Si sono così assicurati prestazioni che non offre nessun altro strumento con finalità previdenziali. In particolare la garanzia, al compimento del 65esimo compleanno, di ricevere lo stesso potere d’acquisto della somma versata. E ciò per quanto alta possa essere l’inflazione in Italia nei successivi anni, anche a 47 dalla sottoscrizione. Un ventenne che ha versato quest’anno 10.000 euro potrà ritirare la stessa cifra in valore reale nel 2067, imposte a parte. Oppure lasciarla e vedersela restituita nell’arco dei successivi 15 anni.

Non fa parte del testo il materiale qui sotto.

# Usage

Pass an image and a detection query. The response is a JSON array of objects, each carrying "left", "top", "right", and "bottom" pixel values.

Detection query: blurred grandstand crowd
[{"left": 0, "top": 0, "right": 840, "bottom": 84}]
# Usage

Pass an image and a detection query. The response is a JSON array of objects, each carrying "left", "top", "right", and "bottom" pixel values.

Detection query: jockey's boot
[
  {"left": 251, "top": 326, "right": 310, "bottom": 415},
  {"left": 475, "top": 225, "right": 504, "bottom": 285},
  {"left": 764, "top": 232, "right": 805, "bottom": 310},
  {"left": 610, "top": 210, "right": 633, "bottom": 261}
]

Non offrono questa né altra garanzia in potere d’acquisto né i fondi pensione, né i piani individuali pensionistici (pip), né le polizze vita. Già solo per questo sono tutte soluzioni molto rischiose, oltre che opache e costose. Chi cerca soprattutto protezione farà bene, per quanto possibile, a interrompere ogni versamento nelle formule suddette e a riscattare e mettere al sicuro quanto più può.

Il nemico è appunto l’inflazione. È vero che una scuola di pensiero la vuole passeggera. Ma potrebbe invece ripartire una rincorsa dei prezzi come negli anni Settanta-Ottanta. In tal caso saranno dolori per tutta la previdenza integrativa e si potrebbero rivedere perdite reali del 60-70%.

Il buono Obiettivo 65 si avvale anche di un trattamento fiscale di favore, per cui la protezione dell’inflazione al netto delle tasse non è perfetta, ma molto buona. Per valutazioni numeriche più precise, abbiano sviluppato un foglio di lavoro nel mio corso di Metodi per le Scelte Finanziarie e Previdenziali all’Università di Torino. Chi vuole, lo riceverà gratuitamente compilando questo modulo. Che poi le Poste o l’emittente (Cdp) a volte non rispettino i regolamenti dei buoni fruttiferi è una frottola messa in giro da avvocati delle cause perse.

Obiettivo 65 dava fastidio, perché non ci guadagnavano nulla né banche, né assicurazioni, né i venditori porta a porta, ovvero i sedicenti consulenti finanziari. Per questo lo denigravano gli organi d’informazione a essi allineati. In particolare lo sconsigliavano la ditta Altroconsumo e il Sole 24 Ore, prodighi invece di esortazioni ad aderire alla previdenza integrativa, strutturalmente perdente a fronte dell’inflazione. Ciò conferma quanto sia valida l’indicazione di fare regolarmente il contrario di ciò che essi consigliano. Dal canto mio continuai a citarlo ossessivamente a ogni occasione, l’ultima volta nel mio articolo dell’11 aprile.

In assenza di Obiettivo 65, non sapendo quando (e se) verrà riproposto un buono fruttifero analogo, restano i titoli di Stato indicizzati all’inflazione: Btp Italia, Btp-i e i corrispondenti esteri soprattutto tedeschi o francesi. Nel loro ambito ci sono differenze, ma nella sostanza sono tutti più o meno adatti. Infine non c’è discussione: per chi ce l’ha, conviene tenersi ben stretto il Tfr.